I'll get on with this though. I can't tell you to much about him... and I'm wary of putting his name. My stomach is churning because.. well what if he finds this? lol. I really do care for him, since i got his first text message asking if i was okay when i was sitting in my mom's car, on her cell phone doing stuff online because she was inside with my little brother, visiting my grandma. I had just updated my myspace status-thinking no one really read it- and put "At nursing home again... please text me." and my number. Why was i surprised to get a message? lol.
I remember asking who it was, and when he said "Derek" i was like... "Delece??" and messaged back saying, "when did you get a new phone?! o:!"It was pretty confusing, and when he said it was the guy who played Derek on Myspace i was all... "Oh s**t, you're a fool!" I use to roleplay with him, and wandered what he was like, the guy behind the computer.
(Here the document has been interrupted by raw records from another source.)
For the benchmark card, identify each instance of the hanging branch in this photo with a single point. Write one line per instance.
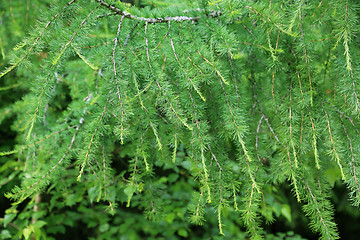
(149, 20)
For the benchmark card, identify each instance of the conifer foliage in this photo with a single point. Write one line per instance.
(208, 104)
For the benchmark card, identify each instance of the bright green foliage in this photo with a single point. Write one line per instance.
(189, 111)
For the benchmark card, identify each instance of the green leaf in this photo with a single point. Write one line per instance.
(8, 218)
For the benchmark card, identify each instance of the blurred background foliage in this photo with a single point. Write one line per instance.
(73, 212)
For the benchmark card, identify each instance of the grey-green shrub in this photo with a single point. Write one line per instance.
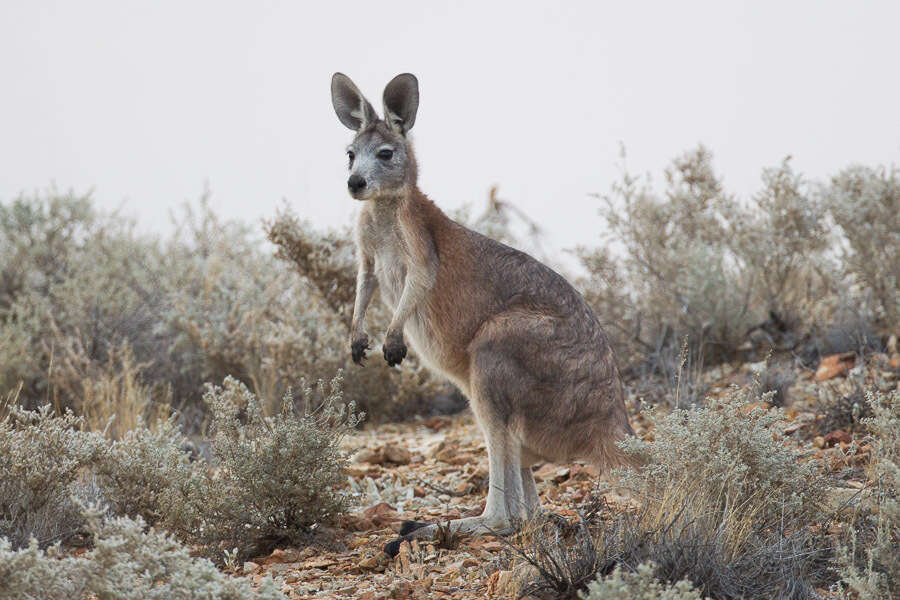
(44, 461)
(676, 255)
(865, 203)
(83, 289)
(640, 584)
(870, 563)
(127, 562)
(726, 458)
(276, 476)
(149, 474)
I even remember thinking he was probably 20 something years old!
But no... he was more towards my age, and he wouldn't tell me his name. It made me nervous, because my name was on my myspace! He was actually very sweet, kept hugging me [With star quotes duh] and it made me relax some. After that i was sure to keep talking to him, and then i found out his name, by accident, from his friend.
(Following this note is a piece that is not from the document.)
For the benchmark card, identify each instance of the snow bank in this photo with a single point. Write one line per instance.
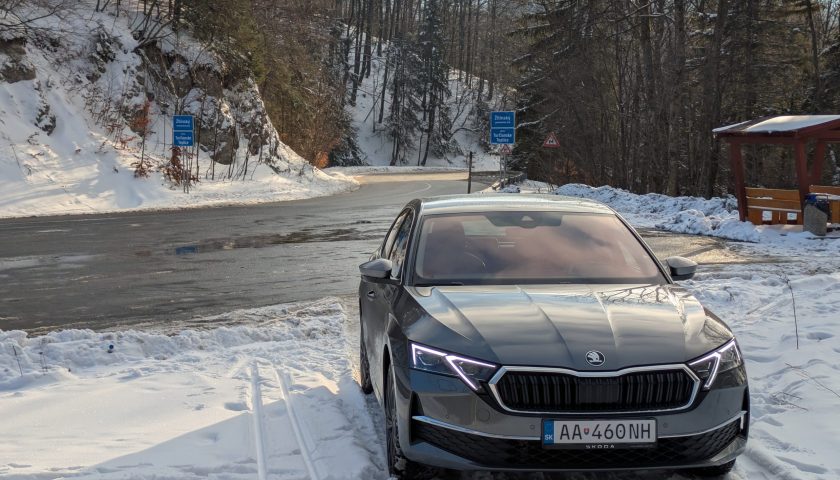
(794, 389)
(717, 217)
Oh his friend. When i talked to them like that, i had a funny feeling and it sorta did hurt... then "Derek" finally admitted, the two were dating, but they did like me, and hoped it didn't bother me to much. Of course not! Two hot emo guys to text? of course i was okay with it! As time went by, it turned out they had some problems, and came to me for help. I was glad to help, and after that, i don't know where time went.
So it was very recently when i was texting "Derek", talking about some stuff about his friend, when suddenly he says he wants to kiss me. I was like "o//o Woah are you kidding?" That's what i'd dreamed about, and wondered. I found it... odd that minutes before my mom said "Those two will always be together" then i got a message saying they weren't.
What would you have done? I really liked him, since that first day, and even now... i do still adore him... but what bugs me is the distance, how i can't hold him or kiss him. He says its fine, but i still wonder... and i feel my heart still skipping necessary beats What i want to know now is... what are we?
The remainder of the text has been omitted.